This file describes an instance of the problem. It has the following format:

[number_of_symbols]

[weight of symbol #1]

[weight of symbol #2]

...

For example, the third line of the file is "6852892," indicating that the weight of the second symbol of the alphabet is 6852892. (We're using weights instead of frequencies, like in the "A More Complex Example" video.)

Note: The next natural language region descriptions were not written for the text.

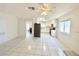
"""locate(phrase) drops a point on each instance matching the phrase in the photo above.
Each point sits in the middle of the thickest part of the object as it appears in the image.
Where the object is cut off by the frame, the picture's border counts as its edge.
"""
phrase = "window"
(64, 26)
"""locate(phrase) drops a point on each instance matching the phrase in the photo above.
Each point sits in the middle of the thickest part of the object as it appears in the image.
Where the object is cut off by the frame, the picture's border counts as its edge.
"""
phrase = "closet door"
(36, 30)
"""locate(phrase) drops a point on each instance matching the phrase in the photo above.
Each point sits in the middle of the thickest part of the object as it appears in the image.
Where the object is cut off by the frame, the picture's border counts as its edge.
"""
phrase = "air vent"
(32, 8)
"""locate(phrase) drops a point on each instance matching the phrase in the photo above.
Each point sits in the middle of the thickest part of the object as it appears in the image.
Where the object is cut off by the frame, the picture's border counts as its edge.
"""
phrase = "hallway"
(43, 46)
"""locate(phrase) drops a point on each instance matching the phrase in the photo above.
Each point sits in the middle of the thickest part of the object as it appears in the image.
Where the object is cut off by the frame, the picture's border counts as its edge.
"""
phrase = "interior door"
(36, 30)
(2, 30)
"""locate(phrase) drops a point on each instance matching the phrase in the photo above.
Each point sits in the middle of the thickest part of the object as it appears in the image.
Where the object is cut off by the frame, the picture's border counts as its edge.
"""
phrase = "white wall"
(11, 29)
(70, 41)
(21, 28)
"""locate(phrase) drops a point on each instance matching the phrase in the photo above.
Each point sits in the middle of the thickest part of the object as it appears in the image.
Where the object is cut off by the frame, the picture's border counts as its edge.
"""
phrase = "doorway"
(2, 30)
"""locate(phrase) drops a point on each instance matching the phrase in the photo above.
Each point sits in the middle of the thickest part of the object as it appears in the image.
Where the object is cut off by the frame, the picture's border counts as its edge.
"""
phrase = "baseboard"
(69, 51)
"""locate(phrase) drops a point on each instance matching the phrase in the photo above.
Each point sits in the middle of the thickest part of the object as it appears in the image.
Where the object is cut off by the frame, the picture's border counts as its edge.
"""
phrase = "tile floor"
(32, 46)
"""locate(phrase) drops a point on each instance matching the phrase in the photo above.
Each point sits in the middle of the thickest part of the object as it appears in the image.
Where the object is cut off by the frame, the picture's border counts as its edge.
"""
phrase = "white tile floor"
(32, 46)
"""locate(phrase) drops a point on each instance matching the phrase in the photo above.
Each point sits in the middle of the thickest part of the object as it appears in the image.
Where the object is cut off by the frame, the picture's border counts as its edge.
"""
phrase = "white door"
(2, 30)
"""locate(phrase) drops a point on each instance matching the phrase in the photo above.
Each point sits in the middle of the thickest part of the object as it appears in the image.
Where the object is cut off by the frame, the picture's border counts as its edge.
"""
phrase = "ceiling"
(21, 9)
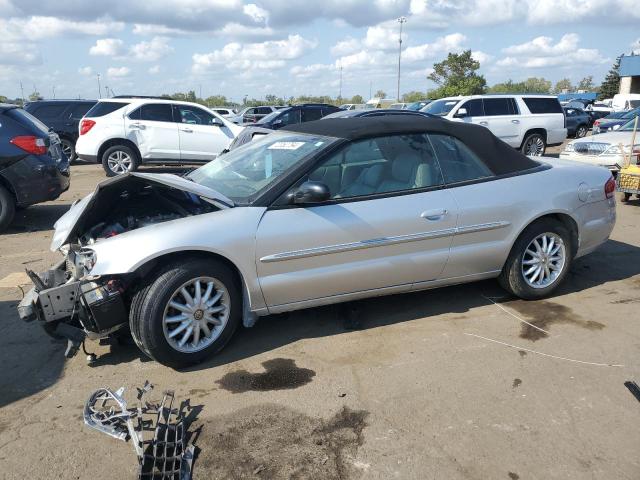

ADVICE: If you're not getting the correct answer, try debugging your algorithm using some small test cases. And then post them to the discussion forum!

## Problem 1
Your task in this problem is to run the Huffman coding algorithm from lecture on this data set. What is the maximum length of a codeword in the resulting Huffman code?

## Problem 2
Continuing the previous problem, what is the minimum length of a codeword in your Huffman code?

# Huffman Coding

## Input
Probability $p_i$ for each character $i \in \Sigma$, where $\Sigma$ is the set of characters.

## Output
A binary tree $T$ (with leaves $\leftrightarrow$ symbols of $\Sigma$) minimizing the average encoding length:
\begin{align}
  L(T) = \sum_{i \in \Sigma} p_i [\text{depth of } i \text{ in } T].
\end{align}

## Algorithm
**Greedy heuristic**: merge the two symbols with the smallest frequencies.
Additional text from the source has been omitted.